The goal of this paper is to exploit image metadata and LLMs to synthesize the corresponding report to train a multimodal architecture, analyzing images and reports. Furthermore, considering the limited amount of training data, annotations are exploited to enrich the data representation. Our proposed architecture generates a robust shared dermatology representation, encoding fine-grained textual concepts within image representations. The transfer of information from reports (highly informative) to images (that are less informative) is known as multimodal co-learning [15], which helps to build more accurate robust data representations [19]. The architecture is tested on the classification of skin lesion images, considering five classes, comparing the performance of the architecture trained only with images and the architecture trained combining information from both modalities.

2. Methods

2.1. Multimodal architecture

Our proposed multimodal architecture includes two branches to analyze both modalities and a specific training strategy to integrate visual and textual information from dermatology data (paired images and textual reports). It consists of two modality-specific encoders with a shared backbone, including a joint classifier. Here, the encoders produce fixed-size embeddings which feed the shared classifier that processes both types of embeddings. The image encoder is a CNN (i.e. DenseNet121, pre-trained using simCLR algorithm [4]) and the text encoder is a PubMed Bert [8] (pre-trained on PubMed®data). The joint classifier is trained to optimize the loss function (i.e. Cross-Entropy) on the class predictions for both images and reports. The choice to share the classifier weights for both modalities is part of the strategy designed to align the modalities. It aids in combining loss functions and the shared classifier weights. Three loss functions are applied to the feature embeddings from both modalities: L1-loss function, Cosine Similarity and a self-supervised (SSL) algorithm (NT-Xent [4] and InfoNCE [17] are tested). Considering the limited amount of training samples, the use of shared weights aims to smoothly align the modalities and to avoid a possible overfitting caused by the three loss functions. The architecture is trained considering two setups, unimodal (i.e. trained with only images), multimodal (i.e. trained with images and reports), while it is evaluated only on the image classification errors (Cross-Entropy loss) during the validation. Figure 1 provides an overview of the multimodal architecture.

Figure 1.

Figure 1.

Overview of the multimodal architecture, including with two input branches for skin lesion images and textual reports, followed by a shared projection head and classifier. The training phase requires both modalities with a composite loss combining classification, NT-Xent, L1, and cosine similarity terms to align image and text representations. At inference, each modality can be used independently.

2.2. Datasets

The data used to develop the architecture include images and textual reports, collected from multiple sources and split into three partitions (i.e. training, validation and testing).

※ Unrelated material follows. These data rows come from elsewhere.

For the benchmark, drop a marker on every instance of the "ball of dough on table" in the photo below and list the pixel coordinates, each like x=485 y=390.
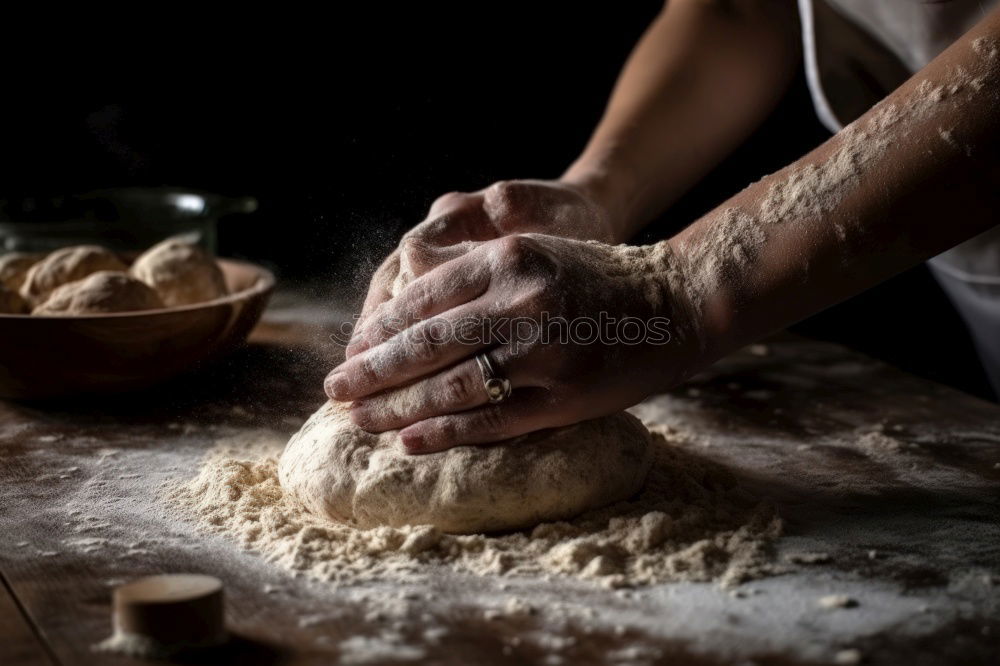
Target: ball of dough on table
x=14 y=268
x=104 y=291
x=338 y=470
x=11 y=302
x=66 y=265
x=181 y=273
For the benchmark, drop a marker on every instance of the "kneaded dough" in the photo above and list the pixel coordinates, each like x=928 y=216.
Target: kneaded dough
x=104 y=291
x=14 y=268
x=338 y=470
x=11 y=302
x=181 y=273
x=66 y=265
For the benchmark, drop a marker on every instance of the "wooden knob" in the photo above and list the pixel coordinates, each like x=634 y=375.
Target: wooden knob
x=174 y=609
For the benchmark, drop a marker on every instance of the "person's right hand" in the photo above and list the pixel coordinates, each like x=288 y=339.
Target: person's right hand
x=504 y=208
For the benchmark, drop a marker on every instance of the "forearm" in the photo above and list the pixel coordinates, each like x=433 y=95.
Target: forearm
x=913 y=177
x=702 y=78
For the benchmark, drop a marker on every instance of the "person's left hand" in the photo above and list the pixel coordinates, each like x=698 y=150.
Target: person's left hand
x=413 y=365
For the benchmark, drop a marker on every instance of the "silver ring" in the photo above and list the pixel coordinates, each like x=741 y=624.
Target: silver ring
x=497 y=388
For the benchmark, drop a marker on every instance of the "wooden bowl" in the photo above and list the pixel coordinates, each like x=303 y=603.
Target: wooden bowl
x=51 y=356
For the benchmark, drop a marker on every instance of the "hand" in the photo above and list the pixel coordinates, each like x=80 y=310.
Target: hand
x=424 y=379
x=506 y=207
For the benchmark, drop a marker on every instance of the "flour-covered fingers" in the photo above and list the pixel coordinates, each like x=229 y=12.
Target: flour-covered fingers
x=448 y=286
x=379 y=291
x=422 y=349
x=456 y=389
x=528 y=409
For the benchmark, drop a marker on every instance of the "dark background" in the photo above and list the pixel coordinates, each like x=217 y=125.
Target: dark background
x=346 y=124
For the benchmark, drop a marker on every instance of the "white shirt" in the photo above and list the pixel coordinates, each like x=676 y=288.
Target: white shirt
x=857 y=52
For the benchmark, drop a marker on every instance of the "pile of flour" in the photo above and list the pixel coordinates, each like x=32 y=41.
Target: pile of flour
x=691 y=523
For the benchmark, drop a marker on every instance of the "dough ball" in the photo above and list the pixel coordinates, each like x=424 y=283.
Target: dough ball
x=14 y=268
x=181 y=273
x=338 y=470
x=66 y=265
x=104 y=291
x=11 y=302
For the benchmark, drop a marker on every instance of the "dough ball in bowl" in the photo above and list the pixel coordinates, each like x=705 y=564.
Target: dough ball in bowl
x=340 y=471
x=14 y=268
x=11 y=302
x=181 y=273
x=66 y=265
x=104 y=291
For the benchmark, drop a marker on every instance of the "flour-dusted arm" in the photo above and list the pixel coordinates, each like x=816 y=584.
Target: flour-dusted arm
x=911 y=178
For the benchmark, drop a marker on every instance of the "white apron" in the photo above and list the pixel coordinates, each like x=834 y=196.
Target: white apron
x=858 y=51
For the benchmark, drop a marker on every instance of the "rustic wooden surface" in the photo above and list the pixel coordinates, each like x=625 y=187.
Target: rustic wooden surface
x=55 y=605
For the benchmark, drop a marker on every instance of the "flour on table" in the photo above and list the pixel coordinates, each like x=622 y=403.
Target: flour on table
x=691 y=522
x=337 y=470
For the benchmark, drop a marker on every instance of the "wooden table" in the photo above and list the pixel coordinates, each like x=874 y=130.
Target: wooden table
x=896 y=481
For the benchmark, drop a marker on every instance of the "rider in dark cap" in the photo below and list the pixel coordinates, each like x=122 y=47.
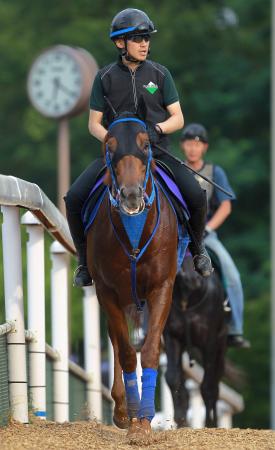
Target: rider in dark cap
x=128 y=82
x=194 y=144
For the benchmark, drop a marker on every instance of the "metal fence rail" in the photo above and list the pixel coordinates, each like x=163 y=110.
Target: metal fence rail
x=23 y=353
x=52 y=381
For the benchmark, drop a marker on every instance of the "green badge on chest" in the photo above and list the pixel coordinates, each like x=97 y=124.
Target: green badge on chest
x=151 y=87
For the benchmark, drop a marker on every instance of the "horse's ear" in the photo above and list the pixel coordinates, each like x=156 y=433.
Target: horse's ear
x=142 y=109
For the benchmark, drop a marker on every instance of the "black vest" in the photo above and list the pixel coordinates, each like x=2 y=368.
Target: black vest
x=124 y=88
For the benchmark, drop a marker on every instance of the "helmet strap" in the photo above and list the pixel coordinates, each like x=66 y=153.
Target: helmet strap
x=126 y=54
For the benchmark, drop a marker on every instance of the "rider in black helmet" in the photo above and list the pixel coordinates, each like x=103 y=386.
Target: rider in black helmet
x=194 y=144
x=128 y=82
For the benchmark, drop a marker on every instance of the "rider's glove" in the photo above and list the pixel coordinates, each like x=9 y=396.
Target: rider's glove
x=154 y=132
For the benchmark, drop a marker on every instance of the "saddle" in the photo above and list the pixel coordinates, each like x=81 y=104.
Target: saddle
x=166 y=183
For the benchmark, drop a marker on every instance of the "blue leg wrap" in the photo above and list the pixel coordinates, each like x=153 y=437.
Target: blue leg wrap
x=147 y=404
x=132 y=394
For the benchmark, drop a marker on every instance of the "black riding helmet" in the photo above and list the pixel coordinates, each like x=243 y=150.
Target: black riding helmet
x=195 y=131
x=130 y=22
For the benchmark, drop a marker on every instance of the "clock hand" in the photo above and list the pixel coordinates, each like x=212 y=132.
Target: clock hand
x=56 y=85
x=65 y=89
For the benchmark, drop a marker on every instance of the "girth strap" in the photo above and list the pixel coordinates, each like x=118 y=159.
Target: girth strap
x=137 y=253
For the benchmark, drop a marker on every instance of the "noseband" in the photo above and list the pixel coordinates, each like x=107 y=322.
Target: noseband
x=134 y=223
x=115 y=199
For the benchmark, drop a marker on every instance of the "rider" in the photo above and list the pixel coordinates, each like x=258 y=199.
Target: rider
x=194 y=143
x=124 y=83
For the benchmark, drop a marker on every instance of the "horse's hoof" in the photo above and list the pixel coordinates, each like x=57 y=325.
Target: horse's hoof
x=139 y=427
x=146 y=425
x=121 y=422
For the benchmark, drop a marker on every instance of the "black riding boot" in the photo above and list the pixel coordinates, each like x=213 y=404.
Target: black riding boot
x=81 y=274
x=201 y=259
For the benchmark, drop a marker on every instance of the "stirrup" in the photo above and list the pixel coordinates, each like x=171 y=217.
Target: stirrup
x=203 y=264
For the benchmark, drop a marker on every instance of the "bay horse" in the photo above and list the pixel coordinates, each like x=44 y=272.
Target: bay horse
x=124 y=270
x=198 y=320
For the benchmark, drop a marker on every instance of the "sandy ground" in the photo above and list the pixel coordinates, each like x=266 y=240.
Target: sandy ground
x=83 y=435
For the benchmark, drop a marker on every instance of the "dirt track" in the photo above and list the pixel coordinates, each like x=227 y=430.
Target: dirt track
x=83 y=435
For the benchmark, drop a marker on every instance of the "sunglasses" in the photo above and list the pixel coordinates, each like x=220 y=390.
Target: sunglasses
x=138 y=38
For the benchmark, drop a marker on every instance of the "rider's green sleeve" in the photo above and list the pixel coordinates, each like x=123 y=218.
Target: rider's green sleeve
x=97 y=97
x=170 y=93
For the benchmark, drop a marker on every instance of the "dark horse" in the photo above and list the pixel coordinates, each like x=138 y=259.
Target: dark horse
x=123 y=273
x=196 y=319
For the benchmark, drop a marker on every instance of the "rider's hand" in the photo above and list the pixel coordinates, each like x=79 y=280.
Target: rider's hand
x=154 y=132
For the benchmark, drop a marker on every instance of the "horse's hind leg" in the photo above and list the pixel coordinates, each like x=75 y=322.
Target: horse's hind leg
x=176 y=380
x=213 y=359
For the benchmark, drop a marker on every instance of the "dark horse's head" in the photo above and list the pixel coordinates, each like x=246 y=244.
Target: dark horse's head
x=128 y=157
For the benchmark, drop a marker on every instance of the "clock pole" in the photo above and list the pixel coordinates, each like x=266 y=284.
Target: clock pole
x=63 y=156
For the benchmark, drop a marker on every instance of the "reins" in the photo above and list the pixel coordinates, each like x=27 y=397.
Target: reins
x=136 y=253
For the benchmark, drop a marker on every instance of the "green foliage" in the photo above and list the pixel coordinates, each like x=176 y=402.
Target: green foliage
x=221 y=70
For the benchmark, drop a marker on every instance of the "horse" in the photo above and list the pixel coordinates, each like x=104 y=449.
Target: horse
x=125 y=270
x=197 y=319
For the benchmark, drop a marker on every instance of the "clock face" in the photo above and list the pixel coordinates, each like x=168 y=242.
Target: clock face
x=55 y=83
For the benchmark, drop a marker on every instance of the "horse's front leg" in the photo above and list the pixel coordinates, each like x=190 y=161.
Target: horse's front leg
x=175 y=378
x=159 y=303
x=120 y=417
x=124 y=358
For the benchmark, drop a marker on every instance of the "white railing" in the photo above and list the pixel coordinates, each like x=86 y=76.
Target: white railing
x=16 y=193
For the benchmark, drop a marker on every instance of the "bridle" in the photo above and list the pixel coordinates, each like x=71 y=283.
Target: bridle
x=138 y=220
x=114 y=192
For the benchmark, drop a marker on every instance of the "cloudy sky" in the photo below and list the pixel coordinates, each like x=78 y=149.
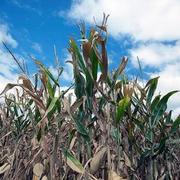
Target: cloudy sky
x=147 y=29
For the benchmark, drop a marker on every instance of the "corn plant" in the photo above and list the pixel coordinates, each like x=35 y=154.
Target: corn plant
x=115 y=128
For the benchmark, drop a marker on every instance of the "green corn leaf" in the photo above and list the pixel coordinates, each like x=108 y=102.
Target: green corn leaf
x=94 y=60
x=122 y=106
x=151 y=88
x=155 y=102
x=46 y=71
x=175 y=125
x=160 y=108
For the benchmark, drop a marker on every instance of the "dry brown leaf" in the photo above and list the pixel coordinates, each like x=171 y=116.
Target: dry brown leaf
x=38 y=169
x=44 y=178
x=127 y=160
x=114 y=176
x=97 y=160
x=4 y=168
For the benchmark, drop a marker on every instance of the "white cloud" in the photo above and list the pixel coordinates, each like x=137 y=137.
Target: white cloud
x=144 y=20
x=156 y=54
x=149 y=24
x=7 y=64
x=37 y=47
x=6 y=37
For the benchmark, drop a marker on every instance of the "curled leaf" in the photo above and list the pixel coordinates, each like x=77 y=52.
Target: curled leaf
x=5 y=167
x=38 y=169
x=97 y=160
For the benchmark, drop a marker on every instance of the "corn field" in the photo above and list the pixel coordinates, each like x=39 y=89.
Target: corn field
x=114 y=129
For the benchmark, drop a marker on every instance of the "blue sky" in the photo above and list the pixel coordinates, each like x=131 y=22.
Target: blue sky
x=149 y=30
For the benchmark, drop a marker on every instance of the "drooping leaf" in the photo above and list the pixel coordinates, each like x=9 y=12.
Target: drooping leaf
x=8 y=87
x=175 y=125
x=5 y=167
x=160 y=108
x=151 y=88
x=97 y=160
x=122 y=106
x=72 y=162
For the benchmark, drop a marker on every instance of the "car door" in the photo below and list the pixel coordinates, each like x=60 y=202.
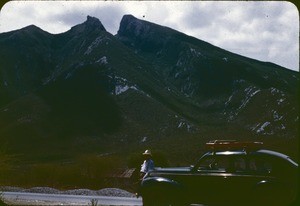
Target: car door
x=209 y=183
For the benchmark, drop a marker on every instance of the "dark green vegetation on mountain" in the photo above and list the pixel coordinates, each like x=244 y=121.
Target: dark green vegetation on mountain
x=71 y=102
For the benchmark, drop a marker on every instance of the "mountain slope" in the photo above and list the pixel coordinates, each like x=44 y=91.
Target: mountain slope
x=214 y=80
x=148 y=86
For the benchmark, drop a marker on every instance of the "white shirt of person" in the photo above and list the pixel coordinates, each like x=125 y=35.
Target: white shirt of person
x=147 y=166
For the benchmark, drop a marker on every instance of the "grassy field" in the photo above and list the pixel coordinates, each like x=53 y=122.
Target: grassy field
x=90 y=168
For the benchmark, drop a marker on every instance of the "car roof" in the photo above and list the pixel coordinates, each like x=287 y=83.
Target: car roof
x=276 y=154
x=260 y=151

The architecture is trained using both images and reports, while it is tested using only images. The test partition includes only images because the goal of the architecture is to transfer information from reports, that are highly informative, to images that are less informative. Furthermore, only the performance on images is clinically-relevant: a possible performance increase on the assessment of textual reports does not show any advantage in clinical practice, where images are analyzed by experts, that subsequently produce a report.

Data are collected from multiple medical sources to guarantee heterogeneity, in terms of the visual appearance of a disease manifestation, and to test the robustness of the architecture to generalize on data collected from medical sources that are different from the ones used to train the model. Dermatology images include both dermoscopic images [3] (i.e., high-resolution, magnified photographs of skin lesions captured using polarized or non-polarized light) and clinical pictures (i.e., images including skin lesions, usually a non-magnified and non-centered image). Reports are generated from the image metadata, as shown in 2.3.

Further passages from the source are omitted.